In October 2017, I got a call from a woman who said she has been giving food to people she thought were homeless for over a year. She reached out to the local newspaper because she had recently discovered something surprising: They weren’t homeless. They were residents of an assisted living facility called Jones & Jones, and the vast majority of them were receiving state funds to live there. But every day residents would walk to the nearby busy intersection and panhandle for money because they weren’t given their monthly allowance, they didn’t get enough food, and they had to get away from the bed bugs that left scars all over their faces.

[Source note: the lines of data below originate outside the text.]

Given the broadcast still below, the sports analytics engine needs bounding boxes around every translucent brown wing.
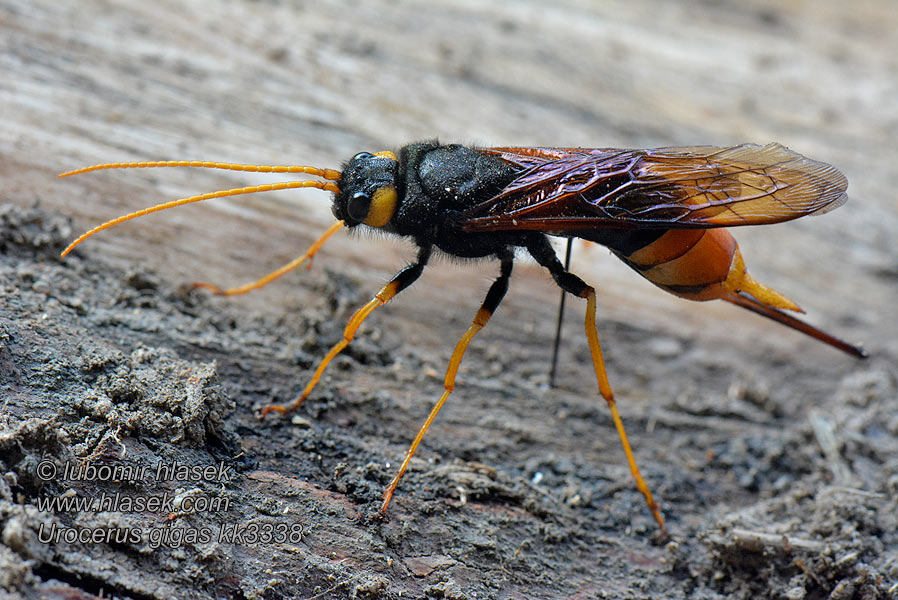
[461,144,848,235]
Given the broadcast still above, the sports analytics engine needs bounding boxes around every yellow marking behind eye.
[374,150,399,162]
[362,185,398,227]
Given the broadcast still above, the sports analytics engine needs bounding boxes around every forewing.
[462,144,848,235]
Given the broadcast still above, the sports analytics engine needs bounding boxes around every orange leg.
[380,256,513,514]
[581,286,667,536]
[259,247,431,418]
[527,237,667,536]
[193,221,343,296]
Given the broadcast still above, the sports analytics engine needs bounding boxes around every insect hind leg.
[380,252,514,514]
[527,236,667,537]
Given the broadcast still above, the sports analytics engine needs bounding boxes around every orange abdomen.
[604,228,800,310]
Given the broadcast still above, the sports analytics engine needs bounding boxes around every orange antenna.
[59,160,340,181]
[60,178,340,257]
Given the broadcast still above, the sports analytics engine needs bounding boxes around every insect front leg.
[380,250,514,514]
[193,221,344,296]
[260,246,431,418]
[527,236,667,537]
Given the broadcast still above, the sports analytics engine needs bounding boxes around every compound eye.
[346,192,371,223]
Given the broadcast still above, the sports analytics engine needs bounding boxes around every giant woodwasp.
[61,141,867,531]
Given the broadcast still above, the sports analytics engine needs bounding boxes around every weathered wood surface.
[0,0,898,597]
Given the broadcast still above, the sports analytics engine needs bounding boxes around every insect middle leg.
[380,250,514,514]
[260,246,431,417]
[527,236,667,535]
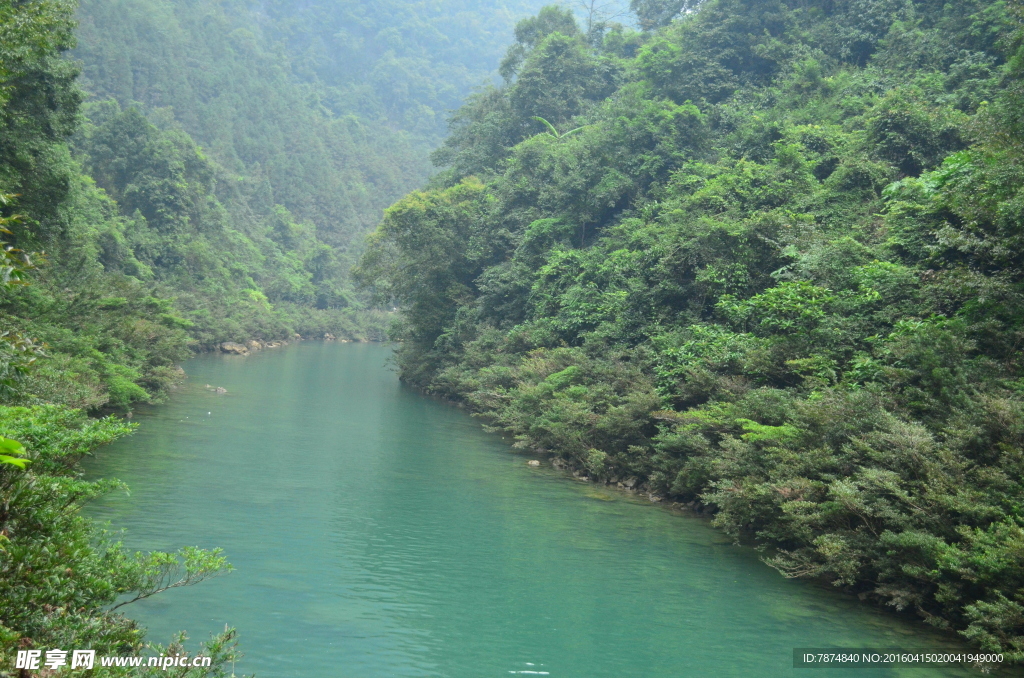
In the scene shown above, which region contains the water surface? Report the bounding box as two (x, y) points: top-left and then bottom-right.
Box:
(87, 342), (999, 678)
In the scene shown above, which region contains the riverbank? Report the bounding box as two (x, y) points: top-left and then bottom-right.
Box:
(86, 341), (995, 678)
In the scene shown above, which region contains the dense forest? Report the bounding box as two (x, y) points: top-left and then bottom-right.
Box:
(0, 0), (552, 676)
(354, 0), (1024, 661)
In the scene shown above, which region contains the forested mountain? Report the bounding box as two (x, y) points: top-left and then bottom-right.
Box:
(0, 0), (552, 408)
(356, 0), (1024, 661)
(0, 0), (557, 677)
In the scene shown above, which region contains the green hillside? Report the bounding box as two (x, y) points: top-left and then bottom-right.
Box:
(356, 0), (1024, 660)
(0, 0), (552, 409)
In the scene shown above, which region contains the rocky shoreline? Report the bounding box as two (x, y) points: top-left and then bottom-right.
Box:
(214, 332), (360, 355)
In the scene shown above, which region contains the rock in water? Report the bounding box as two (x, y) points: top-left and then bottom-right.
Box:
(220, 341), (249, 355)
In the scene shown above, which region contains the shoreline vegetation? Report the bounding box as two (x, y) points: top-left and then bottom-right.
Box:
(0, 0), (552, 678)
(353, 0), (1024, 662)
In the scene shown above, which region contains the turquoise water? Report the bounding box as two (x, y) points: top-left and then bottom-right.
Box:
(87, 342), (1003, 678)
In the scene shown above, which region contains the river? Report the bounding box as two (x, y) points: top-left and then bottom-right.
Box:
(86, 342), (999, 678)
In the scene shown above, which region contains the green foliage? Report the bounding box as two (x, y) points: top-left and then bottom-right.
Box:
(360, 0), (1024, 661)
(0, 406), (233, 676)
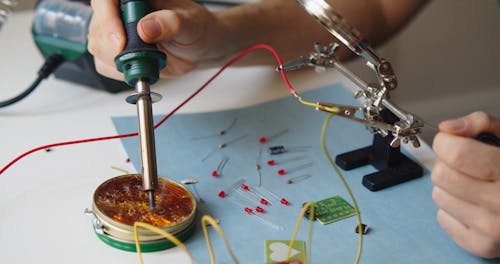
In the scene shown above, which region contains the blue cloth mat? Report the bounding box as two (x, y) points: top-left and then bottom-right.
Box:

On multiple occasions, the residents, who were mentally and physically handicapped, were hit by cars near that intersection. At least three died. Though local police officers and one city councilwoman were aware of the problems, nothing was done to address it. Assisted living facilities in Virginia are overseen by the state, and Jones & Jones had racked up hundreds of violations in just the four years for which complaint data was available: Roaches in the food, too few items of clothing per resident, patients getting the wrong medication, or no medication at all. Yet despite these major, repeat violations, the facility remained open.
Soon after the first story, The Forgotten, was published, the state began cracking down on the administrator, eventually revoking her license because she had allegedly stolen residents’ money to pay for casino trips and vacations, among other things. But as I spent more time with residents, it became increasingly clear: They had nowhere else to go. Most who were there had been kicked out of other facilities due to behavioral problems related to their mental illness. The administrator told me that 95 percent of the residents were mentally ill. Jones & Jones wasn’t simply a poorly-run assisted living facility, it was a warehouse for the mentally ill.
I followed one resident who had been kicked out of Jones & Jones. He spent a month in a tent. Then he spent a month in jail, because the judge could see that his health would only deteriorate further if he remained homeless. And my investigation broadened to other facilities, including one where a mentally ill resident was deemed unfit to live there. The facility had strict rules for its residents, and contacted the Department of Social Services to seek help in finding a new home for this individual. But after a thorough search, no new home was found because other facilities didn’t want to take him. So the state authorized the original facility to send the resident to a motel. As of June 2018, there was no record of his location.
The story of Jones & Jones was no longer that of a single facility. It was about a chronic, systemic problem in Virginia, stemming from the simple fact that the state has no network of stable housing for its mentally ill. In the summer of 2018, after the first two stories about Jones & Jones and its residents ran, the facility still hadn’t been shut down, though it had no administrator and no license. And in that time, two residents died: One because the facility employees failed to call emergency services despite clear signs that they should have, and the other because Jones & Jones had admitted him even though it could not offer him the appropriate care. His name was Kevin Hammock, and he was suicidal. He took his own life over the summer.